Kesepakatan Tarif
Lebih lanjut, Fahmy menuding kebijakan pembelian BBM dari Pertamina oleh perusahaan SPBU swasta sengaja didorong oleh Menteri Energi dan Sumber Daya Mineral (ESDM) Bahlil Lahadalia agar impor BBM yang dilakukan oleh Indonesia berasal dari Amerika Serikat (AS).
Dia menduga, jika hanya Pertamina yang mengimpor BBM dari AS, target pemenuhan pembelian komoditas migas dari AS dalam rangka kesepakatan negosiasi tarif resiprokal dengan pemerintahan Presiden Donald Trump akan sulit dipenuhi.
“Kemudian, SPBU swasta dipaksa gitu ya untuk membeli, atau pembelian Pertamina tadi tidak hanya untuk Pertamina, tetapi sekaligus untuk SPBU swasta. Dengan demikian, itu memenuhi target yang ditetapkan oleh Trump. Karena Indonesia memperoleh tarif 19%, jadi ada tujuan lain,” Fahmy menduga.
Fahmy juga meyakini Pertamina mampu melakukan impor BBM dari AS dan tiba di Tanah Air dalam waktu lebih cepat, mengingat Pertamina sudah sangat berpengalaman melakukan ekspor-impor komoditas migas.
Akan tetapi, jika dugaan tersebut benar, maka Fahmy memprediksi ongkos logistik yang dikeluarkan oleh Pertamina akan membengkak.
“Maka tadi saya katakan, biayanya lebih mahal, kalaupun Pertamina tidak secara spesifik mengambil keuntungan, padahal itu menutup operational cost tadi, jadi pasti harganya lebih mahal,” tegasnya.
Adapun, PT Pertamina Patra Niaga (PPN) mengumumkan kargo base fuel atau bensin mentah yang akan dipasok ke operator stasiun pengisian bahan bakar umum (SPBU) swasta dipastikan tiba di Jakarta pada Rabu (24/9/2025).

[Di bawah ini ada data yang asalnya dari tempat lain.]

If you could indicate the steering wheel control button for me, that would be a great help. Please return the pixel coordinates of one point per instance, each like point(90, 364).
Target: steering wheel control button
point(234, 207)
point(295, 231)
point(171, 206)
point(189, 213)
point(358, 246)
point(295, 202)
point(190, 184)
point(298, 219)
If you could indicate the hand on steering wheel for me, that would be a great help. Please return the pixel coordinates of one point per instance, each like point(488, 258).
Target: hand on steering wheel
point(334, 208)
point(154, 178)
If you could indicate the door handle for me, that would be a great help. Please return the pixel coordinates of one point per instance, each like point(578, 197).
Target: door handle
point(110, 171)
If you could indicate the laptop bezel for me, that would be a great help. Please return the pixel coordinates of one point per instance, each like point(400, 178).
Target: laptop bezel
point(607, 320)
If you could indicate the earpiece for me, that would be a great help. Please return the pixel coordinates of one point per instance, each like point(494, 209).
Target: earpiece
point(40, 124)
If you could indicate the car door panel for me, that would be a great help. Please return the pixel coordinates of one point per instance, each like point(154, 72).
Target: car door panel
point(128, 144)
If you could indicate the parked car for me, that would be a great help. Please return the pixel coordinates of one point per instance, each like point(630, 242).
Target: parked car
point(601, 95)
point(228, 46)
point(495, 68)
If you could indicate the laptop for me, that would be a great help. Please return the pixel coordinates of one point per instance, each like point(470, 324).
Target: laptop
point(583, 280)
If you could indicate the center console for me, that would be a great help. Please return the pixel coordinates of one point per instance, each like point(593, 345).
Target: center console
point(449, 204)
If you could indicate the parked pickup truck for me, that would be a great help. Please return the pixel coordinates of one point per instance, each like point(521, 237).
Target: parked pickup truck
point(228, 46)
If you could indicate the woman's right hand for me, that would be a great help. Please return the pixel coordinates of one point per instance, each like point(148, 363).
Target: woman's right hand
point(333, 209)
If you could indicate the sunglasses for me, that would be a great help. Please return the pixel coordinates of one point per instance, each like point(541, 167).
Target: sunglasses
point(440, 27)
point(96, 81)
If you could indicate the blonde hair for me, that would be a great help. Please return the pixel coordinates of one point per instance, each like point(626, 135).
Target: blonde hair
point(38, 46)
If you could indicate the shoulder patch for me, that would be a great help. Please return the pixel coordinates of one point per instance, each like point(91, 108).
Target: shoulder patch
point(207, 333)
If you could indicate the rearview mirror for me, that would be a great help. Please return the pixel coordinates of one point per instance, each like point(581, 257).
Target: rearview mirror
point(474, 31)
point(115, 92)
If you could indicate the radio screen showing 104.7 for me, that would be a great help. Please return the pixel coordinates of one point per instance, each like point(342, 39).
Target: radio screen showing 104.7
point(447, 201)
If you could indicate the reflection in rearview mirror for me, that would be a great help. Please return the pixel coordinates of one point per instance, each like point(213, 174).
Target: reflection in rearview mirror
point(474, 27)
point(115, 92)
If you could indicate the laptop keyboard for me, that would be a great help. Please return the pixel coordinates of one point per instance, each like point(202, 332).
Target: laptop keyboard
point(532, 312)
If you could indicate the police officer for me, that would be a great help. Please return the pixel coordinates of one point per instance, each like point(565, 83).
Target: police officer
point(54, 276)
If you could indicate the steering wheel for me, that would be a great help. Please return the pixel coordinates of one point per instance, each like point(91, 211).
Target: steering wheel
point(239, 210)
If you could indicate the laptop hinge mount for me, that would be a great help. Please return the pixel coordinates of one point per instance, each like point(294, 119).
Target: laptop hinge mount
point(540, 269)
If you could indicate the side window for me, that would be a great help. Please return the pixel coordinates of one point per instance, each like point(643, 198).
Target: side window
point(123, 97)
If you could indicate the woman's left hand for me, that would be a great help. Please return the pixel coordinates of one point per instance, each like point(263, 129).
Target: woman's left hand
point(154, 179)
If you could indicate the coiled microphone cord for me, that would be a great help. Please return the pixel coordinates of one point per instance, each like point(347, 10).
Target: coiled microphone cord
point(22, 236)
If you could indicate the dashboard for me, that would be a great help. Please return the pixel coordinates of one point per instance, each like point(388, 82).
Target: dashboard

Di sisi lain, Menteri ESDM Bahlil Lahadalia baru mengumumkan perusahaan SPBU swasta sepakat membeli BBM dari Pertamina pada Jumat (19/9/2025). Dia menyatakan Pertamina bakal melakukan impor untuk menambal kebutuhan bahan bakar minyak jaringan SPBU swasta yang telah kosong sejak bulan lalu.
BBM yang diimpor tersebut, kata Bahlil, akan berbasis base fuel atau BBM murni tanpa tambahan aditif maupun pewarna. Dalam kaitan itu, formula aditif akan ditambahkan sendiri oleh masing-masing perusahaan.
"Mereka setuju untuk kolaborasi dengan Pertamina, syaratnya adalah harus berbasis base fuel, artinya belum bercampur-campur. Jadi produknya saja nanti dicampur di masing-masing, tangki di SPBU masing-masing," kata Bahlil, Jumat (19/9/2025) sore.
Menurut Bahlil, sumber BBM yang akan diimpor Pertamina tidak penting berasal dari mana. Hal yang terpenting, kata Bahlil, adalah bahwa BBM tersebut akan tersedia dalam waktu tujuh hari di SPBU swasta.
“Jangan tanya dari mana, yang penting 7 hari barang sudah kembali ke Indonesia,” ucap Bahlil.
Adapun, PT Pertamina Patra Niaga masih memiliki sisa kuota impor sebesar 34% atau sekitar 7,52 juta kiloliter (kl) untuk 2025. Volume tersebut diklaim cukup untuk memenuhi tambahan alokasi bagi SPBU swasta sebanyak 571.748 kl hingga Desember 2025.
Terpisah, Direktur Utama Pertamina Simon Aloysius Mantiri menyatakan perseroan tidak mencari keuntungan ketika memasok BBM ke SPBU swasta. Terlebih, kata Simon, hal tersebut bagian dari tugas menjaga ketahanan energi.
“Kita sudah minta untuk tadi saya juga sudah sampaikan terbuka ke semua, untuk dilakukan mekanisme open book supaya bersama-sama gitu,” jelas Simon akhir pekan lalu.
“Jadi kita melihat cost-cost [berbagai biaya] apa yang muncul, kemudian diatur mekanisme secara business-to-business. [Hal] yang pasti jangan sampai membebankan dan nanti harga ke konsumen jadi lebih tinggi kan. Jadi kita harapkan harga ke konsumen tidak berubah.”
Sekadar catatan, Indonesia diganjar tarif sebesar 19%, lebih rendah dari sebelum pemerintah berunding dengan AS, yakni sebesar 32%.
Salah satu kesepakatan yang diteken RI-AS yakni kebijakan impor gas minyak cair atau liquified petroleum gas (LPG), hingga BBM jenis bensin senilai total US$15 miliar.